Like Tom Wilson, another of Sam’s correspondents given to moralising had wished him congratulations on his appointment to office, but also offered an interesting benediction. He ‘hoped with great sincerity’ that ‘… whatever you publish hereafter will be an honour to your name and character.’ Derrick chose to ignore these well-intentioned words. After 1762, there was no need for Sam to continue as editor of the
Harris’s List
; his duties as Master of the Ceremonies would have consumed most of his time. Moreover, his connection with such a publication was not an ideal one, in light of his recent promotion in society. With his comfortable life and the income of a gentleman, he would no longer have been reliant upon the revenue generated through the
List
’s sale. However, the
Harris’s List
had been for Derrick not merely a money-spinning opportunity that had broken him out of a spunging house but, remarkably, it also became a responsibility that he owed to a community of women.

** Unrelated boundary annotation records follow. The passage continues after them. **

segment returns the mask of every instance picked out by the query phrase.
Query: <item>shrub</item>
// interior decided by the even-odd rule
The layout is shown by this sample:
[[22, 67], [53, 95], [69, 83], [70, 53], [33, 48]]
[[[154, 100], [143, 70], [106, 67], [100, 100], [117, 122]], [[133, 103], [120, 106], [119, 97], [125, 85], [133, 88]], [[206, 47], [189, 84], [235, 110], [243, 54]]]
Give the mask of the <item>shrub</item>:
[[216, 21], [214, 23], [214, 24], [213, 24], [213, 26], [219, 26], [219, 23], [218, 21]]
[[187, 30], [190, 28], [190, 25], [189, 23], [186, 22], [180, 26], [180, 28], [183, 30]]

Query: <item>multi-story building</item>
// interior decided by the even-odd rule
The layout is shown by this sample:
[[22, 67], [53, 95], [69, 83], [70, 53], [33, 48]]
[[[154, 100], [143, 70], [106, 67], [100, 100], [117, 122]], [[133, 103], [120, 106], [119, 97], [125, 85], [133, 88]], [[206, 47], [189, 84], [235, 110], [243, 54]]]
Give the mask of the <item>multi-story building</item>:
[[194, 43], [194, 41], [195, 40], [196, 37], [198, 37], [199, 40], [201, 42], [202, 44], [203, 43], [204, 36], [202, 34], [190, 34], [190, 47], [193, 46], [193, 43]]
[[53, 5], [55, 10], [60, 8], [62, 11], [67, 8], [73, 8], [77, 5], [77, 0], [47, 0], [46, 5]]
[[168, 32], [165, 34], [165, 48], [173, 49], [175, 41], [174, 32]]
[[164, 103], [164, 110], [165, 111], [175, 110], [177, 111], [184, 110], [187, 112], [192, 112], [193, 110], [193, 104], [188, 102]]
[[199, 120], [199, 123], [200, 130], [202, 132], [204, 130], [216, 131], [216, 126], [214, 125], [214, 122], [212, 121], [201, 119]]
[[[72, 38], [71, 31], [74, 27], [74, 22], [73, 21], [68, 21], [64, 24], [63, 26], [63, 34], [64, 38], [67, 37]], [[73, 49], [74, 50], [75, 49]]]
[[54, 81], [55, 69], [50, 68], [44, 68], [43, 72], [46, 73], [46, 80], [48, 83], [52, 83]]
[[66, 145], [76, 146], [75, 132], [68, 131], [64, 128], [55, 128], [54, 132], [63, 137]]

His role in the
List
’s creation was one he took seriously and regarded as a contribution to the betterment of the lives of the women who over the years had become some of the truest friends he was ever to know. For all that Bath offered, Derrick felt that he owed something more significant to those in the Garden. He never forgot the
filles de joye
who not only supported him but to whom he owed his first and only literary success.

For most of his reign, Derrick led a double life, appearing upstanding in the eyes of his subjects and continuing in much the same vein as he always had in the company of his loose-living friends. If anything, he had become better at concealing his true nature. When
not under the gaze of his public, he joined in the spirited fun of Bath’s drinking and dining societies and dabbled in producing plays at Bath’s Theatre Royal (much to the annoyance of its theatrical manager). Now at liberty to travel in his own carriage, he also made frequent visits to London, where he called upon both male and female friends from his past. In spite of his posturing and attempts to hide his slightly rough-edged personality behind deep bows and flattery, he had no more abandoned his vices than he had gained religion. Inevitably, Sam could not prevent the wags from revealing his secret side to the public, although thankfully they waited until he was comfortably in his grave to blow his cover. If there had been any doubt as to the true nature of the seemingly well-polished Master of the Ceremonies, then
Derrick’s Jests
soon put an end to it. This was the man who many of the male visitors to Bath remembered from the Bedford Coffee House: a slightly ludicrous beau-nasty with poor personal hygiene and a sparkling wit. This was a man with a foul mouth, who in this compendium of quotes revealed a disdain for the elaborate codes of propriety, who liked to abandon formality with the claim that he ‘was only paid for being ceremonious in the Long-room’. This Sam Derrick revelled in his sharp retorts to dreary matrons, and announced with no pretension ‘when I … die, I desire only a foot-stone to my grave, inscribed,
Pray don’t piss here!
’ What
Derrick’s Jests
laid bear was that this Sam Derrick, in spite of his convincingly polished demeanour, was in his heart more at ease in the disreputable circus of Covent Garden than the glorious parade of Bath.